Il mercato dell’assurdo: Maradona diventa…Destro
Risulterò retorico e alquanto pesante, populista o quel che volete voi: ma non c’è nulla di più irritante di una pioggia di milioni di euro vista in tv che, con arroganza e strafottenza inaudite, continua a pretendere sempre di più in barba a operai e impiegati vari. La pioggia in questione è rappresentata più che degnamente dai calciatori/nababbi che, a 21 anni o ancor meno, causa venuta lunare di sceicchi provvisti di carte illimitate, credono di potersi presentare al mondo pallonaro come i nuovi Maradona o chissà chi.
In questo mercato stiamo assistendo a valutazioni che definire assurde sarebbe un banale eufemismo: giocatori che, a partire dai 42 milioni sborsati dal signorotto Al Thani nella passata estate per l’acquisto del fantomatico fuoriclasse Pastore dal Palermo, ora hanno precedenti illustri su cui basare la propria presunta importanza e valutazione, giocatori che credono fermamente di valere 30-40 milioni o giù di lì solo per essere entrati nel turbinio della nomea del ‘top player’ (nomea che francamente ritengo davvero irritante).

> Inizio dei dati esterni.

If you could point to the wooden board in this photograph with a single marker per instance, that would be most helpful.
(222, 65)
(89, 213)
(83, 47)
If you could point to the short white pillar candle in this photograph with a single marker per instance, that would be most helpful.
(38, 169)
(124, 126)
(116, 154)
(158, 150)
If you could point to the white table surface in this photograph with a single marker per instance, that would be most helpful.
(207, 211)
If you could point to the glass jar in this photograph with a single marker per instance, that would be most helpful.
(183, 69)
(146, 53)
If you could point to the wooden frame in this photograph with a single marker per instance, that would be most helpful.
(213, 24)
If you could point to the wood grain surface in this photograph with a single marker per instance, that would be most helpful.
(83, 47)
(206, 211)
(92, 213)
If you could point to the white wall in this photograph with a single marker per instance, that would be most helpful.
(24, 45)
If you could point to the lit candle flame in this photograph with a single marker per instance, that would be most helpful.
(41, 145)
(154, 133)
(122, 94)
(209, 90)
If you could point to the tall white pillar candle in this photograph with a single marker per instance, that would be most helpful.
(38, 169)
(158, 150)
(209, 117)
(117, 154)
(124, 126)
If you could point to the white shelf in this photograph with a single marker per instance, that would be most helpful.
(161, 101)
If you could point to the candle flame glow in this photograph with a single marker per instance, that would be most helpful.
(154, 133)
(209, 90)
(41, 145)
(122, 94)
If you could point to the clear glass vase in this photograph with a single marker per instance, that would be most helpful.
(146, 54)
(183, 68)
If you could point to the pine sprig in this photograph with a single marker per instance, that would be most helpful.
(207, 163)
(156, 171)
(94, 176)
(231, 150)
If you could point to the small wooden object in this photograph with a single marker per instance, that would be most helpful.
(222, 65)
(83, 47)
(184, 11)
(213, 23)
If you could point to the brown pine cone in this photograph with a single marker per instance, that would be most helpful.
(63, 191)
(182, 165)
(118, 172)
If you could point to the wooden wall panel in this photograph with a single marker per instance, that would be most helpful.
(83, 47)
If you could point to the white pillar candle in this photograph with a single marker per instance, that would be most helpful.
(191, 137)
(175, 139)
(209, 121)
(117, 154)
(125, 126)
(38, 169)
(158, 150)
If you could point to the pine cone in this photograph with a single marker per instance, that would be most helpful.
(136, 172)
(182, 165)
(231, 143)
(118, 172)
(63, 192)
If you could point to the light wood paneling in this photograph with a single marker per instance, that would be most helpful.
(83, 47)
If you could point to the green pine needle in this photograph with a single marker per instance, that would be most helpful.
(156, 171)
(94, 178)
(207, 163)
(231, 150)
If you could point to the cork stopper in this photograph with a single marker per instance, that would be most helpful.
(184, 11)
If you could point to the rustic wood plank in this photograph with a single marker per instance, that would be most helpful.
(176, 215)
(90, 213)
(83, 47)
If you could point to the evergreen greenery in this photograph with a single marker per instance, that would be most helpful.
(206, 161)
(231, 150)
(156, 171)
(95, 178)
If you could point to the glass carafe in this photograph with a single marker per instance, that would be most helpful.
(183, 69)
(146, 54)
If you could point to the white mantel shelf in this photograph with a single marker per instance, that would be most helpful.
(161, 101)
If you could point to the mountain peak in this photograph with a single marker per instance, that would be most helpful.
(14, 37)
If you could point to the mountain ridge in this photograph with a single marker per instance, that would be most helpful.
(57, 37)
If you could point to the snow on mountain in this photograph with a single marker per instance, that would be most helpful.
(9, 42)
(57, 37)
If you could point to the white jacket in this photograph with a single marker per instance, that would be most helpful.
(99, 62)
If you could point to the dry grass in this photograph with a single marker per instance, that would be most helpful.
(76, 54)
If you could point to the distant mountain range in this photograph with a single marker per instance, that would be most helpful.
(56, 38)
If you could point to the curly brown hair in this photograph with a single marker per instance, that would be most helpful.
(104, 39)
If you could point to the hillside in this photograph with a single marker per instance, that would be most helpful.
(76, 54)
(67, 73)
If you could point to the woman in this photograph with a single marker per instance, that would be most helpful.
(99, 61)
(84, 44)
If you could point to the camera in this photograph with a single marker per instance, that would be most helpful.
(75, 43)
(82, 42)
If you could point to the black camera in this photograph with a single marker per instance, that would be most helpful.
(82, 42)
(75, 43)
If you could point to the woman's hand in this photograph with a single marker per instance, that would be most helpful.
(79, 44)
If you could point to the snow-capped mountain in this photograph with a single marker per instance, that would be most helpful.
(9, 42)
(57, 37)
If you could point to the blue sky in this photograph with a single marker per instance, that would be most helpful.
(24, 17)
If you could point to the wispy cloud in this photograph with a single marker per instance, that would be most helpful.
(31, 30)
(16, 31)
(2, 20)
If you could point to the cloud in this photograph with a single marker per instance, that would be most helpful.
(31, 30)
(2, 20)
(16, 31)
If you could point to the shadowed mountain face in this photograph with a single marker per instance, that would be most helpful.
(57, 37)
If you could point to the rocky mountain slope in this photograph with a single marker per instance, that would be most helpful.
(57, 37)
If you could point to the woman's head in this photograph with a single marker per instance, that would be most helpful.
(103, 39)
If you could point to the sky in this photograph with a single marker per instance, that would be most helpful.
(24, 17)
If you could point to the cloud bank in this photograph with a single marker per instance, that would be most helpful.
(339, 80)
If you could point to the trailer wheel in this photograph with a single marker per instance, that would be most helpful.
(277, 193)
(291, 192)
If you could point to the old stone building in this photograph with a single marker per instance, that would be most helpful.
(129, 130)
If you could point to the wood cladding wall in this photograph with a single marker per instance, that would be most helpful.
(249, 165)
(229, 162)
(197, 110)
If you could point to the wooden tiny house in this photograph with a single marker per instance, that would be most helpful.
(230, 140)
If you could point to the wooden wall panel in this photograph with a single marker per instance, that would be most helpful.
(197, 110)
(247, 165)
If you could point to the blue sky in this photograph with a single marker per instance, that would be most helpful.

E se un Van Persie qualunque rifiuta un club come la Juventus solo perché non vuole scendere sotto la sue pretese di guadagno di 7-8-9 (!) milioni di euro di stipendio (!), anche noi in Italia abbiamo i nostri aspiranti Maradona dei poveri.
Perché se Mattia Destro, fino a due anni fa praticamente sconosciuto e sguazzante nel limbo di calciatori da nemmeno 10 gol a stagione in squadre la cui gloria era rappresentata dalla salvezza, ora, a 21 anni, solo perché uscente da un’annata più fortunata in cui i gol sono diventati 12, si può permettere di scegliere fra il meglio del nostro pallone e pretendere cifre che lo stesso presidente del Genoa Preziosi ha definito ‘scandalose’, significa che davvero siamo caduti in un vortice di presunzione disarmante. A 21 anni, a meno che non sei Maradona (quello vero) o Messi, Pelè e altri, in teoria questo non sarebbe permesso da buona educazione e senso del dovere e di rispetto verso persone che, con 30 in più sul groppone, guadagnano al mese centesima parte (se tutto va bene) di ciò che un giovanotto così può intascare.
Sembra evidente che il calcio ormai non è più uno sport e, di conseguenza, sembra ancora più inevitabile che certi valori siano andati a farsi benedire. Ma in un periodo mondiale come questo non si può e non si deve prescindere dal buon senso, dal pudore. Bisogna ritrovare il rispetto verso chi quello sport lo rende davvero vivo e degno di esistere (i tifosi e tutto il popolo calciofilo). Bisogna tornare a trattare i giocatori come atleti e non come papponi. Basta, non si chiede di lavorare, ma almeno di comportarsi in maniera sensata. Addio calcio.